Marruecos es un estado ‘fachada’ donde todo es maquillado y condimentado para presentarlo al público y a la comunidad internacional de la mejor manera aunque ello sea en balde; su falsa democracia, su falsa separación de poderes, su falsa libertad de expresión…y como no podía ser de otra manera, su falsa autonomía. Respecto al Sáhara Occidental, el régimen marroquí lo reduce todo a un debate absurdo, su especialidad es medrar en la confusión. Todo encuadrado en una estrategia dilatoria. Mientras el Frente POLISARIO mantiene su posición, principios y apego a la legalidad internacional intactos desde 1975, el régimen alauita dice una cosa o la otra según le convenga. Los mismos que bloquearon los esfuerzos del Secr. Gral. de las NU en el nombramiento de un nuevo PESG, son los mismos que dicen apoyar las resoluciones del Consejo.

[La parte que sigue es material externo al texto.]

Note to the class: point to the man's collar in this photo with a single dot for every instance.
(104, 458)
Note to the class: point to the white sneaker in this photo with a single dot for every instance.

Sabemos por la historia del régimen alauita que la legalidad internacional le produce urticaria, sabemos también por las resoluciones de la ONU que Marruecos es autor de un crimen internacional al negar e impedir a través de una invasión que aún se prolonga la autodeterminación de un pueblo sometido a dominación colonial, cual es el pueblo saharaui.

 

Nada en su discurso hace pensar que el Magreb está viviendo estos días los mayores momentos de tensión, después de que la presidencia argelina haya advertido de que la muerte de sus tres nacionales no quedará impune.

 

El rey alauita aseguró que el régimen marroquí incumplirá y violará las sucesivas resoluciones tanto del Consejo de Seguridad de la ONU como de la Asamblea General que reconocen el derecho de autodeterminación del pueblo saharaui y a Marruecos como una potencia ocupante ilegítima. También se refirió por primera vez a la decisión de Trump y pide públicamente a sus aliados que sigan la estela trumpista de reconocer su supuesta soberanía sobre el territorio.

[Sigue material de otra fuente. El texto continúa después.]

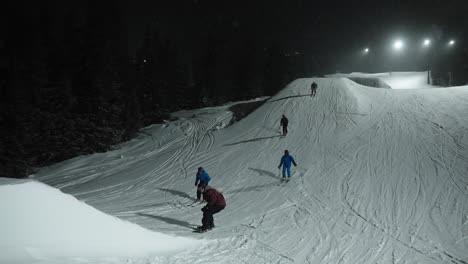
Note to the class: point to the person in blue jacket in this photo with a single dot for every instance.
(201, 181)
(286, 161)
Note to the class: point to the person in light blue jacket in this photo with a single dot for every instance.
(201, 181)
(286, 161)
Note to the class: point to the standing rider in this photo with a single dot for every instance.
(201, 181)
(286, 161)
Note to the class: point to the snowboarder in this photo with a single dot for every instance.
(201, 181)
(284, 123)
(313, 89)
(286, 161)
(215, 203)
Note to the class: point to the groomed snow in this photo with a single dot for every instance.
(40, 223)
(382, 177)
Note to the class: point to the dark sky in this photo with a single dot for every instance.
(335, 28)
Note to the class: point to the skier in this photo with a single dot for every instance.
(202, 179)
(286, 161)
(284, 123)
(313, 89)
(215, 203)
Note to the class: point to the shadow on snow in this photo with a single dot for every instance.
(168, 220)
(250, 140)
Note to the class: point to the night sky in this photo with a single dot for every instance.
(334, 31)
(337, 29)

El dictador marroquí evitó hablar de la reciente sentencia del TJUE que dejó claro que el Sáhara Occidental no forma parte de Marruecos y reconoce de nuevo al Frente Polisario como representante único y legítimo del pueblo saharaui. En el mismo sentido ignoró valorar las explosivas tensiones con Argelia.

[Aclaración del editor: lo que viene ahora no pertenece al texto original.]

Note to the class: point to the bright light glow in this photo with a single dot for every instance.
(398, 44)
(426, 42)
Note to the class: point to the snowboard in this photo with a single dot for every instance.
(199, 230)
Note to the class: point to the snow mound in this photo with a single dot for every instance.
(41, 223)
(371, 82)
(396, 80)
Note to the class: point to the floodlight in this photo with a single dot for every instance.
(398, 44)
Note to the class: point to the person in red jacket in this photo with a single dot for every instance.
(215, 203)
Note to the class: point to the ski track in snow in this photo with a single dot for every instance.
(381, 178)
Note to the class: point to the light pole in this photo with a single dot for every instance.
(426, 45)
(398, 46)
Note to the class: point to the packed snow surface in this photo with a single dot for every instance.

Un escueto discurso que abre de par en par la puerta hacia una guerra de desgaste, la opción más ventajosa para el Frente Polisario que vive una etapa política vigorizante. El monarca concluyó su discurso lanzando mensajes a su ejército en lo que se prevé una preparación para el recrudecimiento bélico anunciado por la RASD.

Origen: Para Mohamed VI, el Sáhara Occidental no es negociable.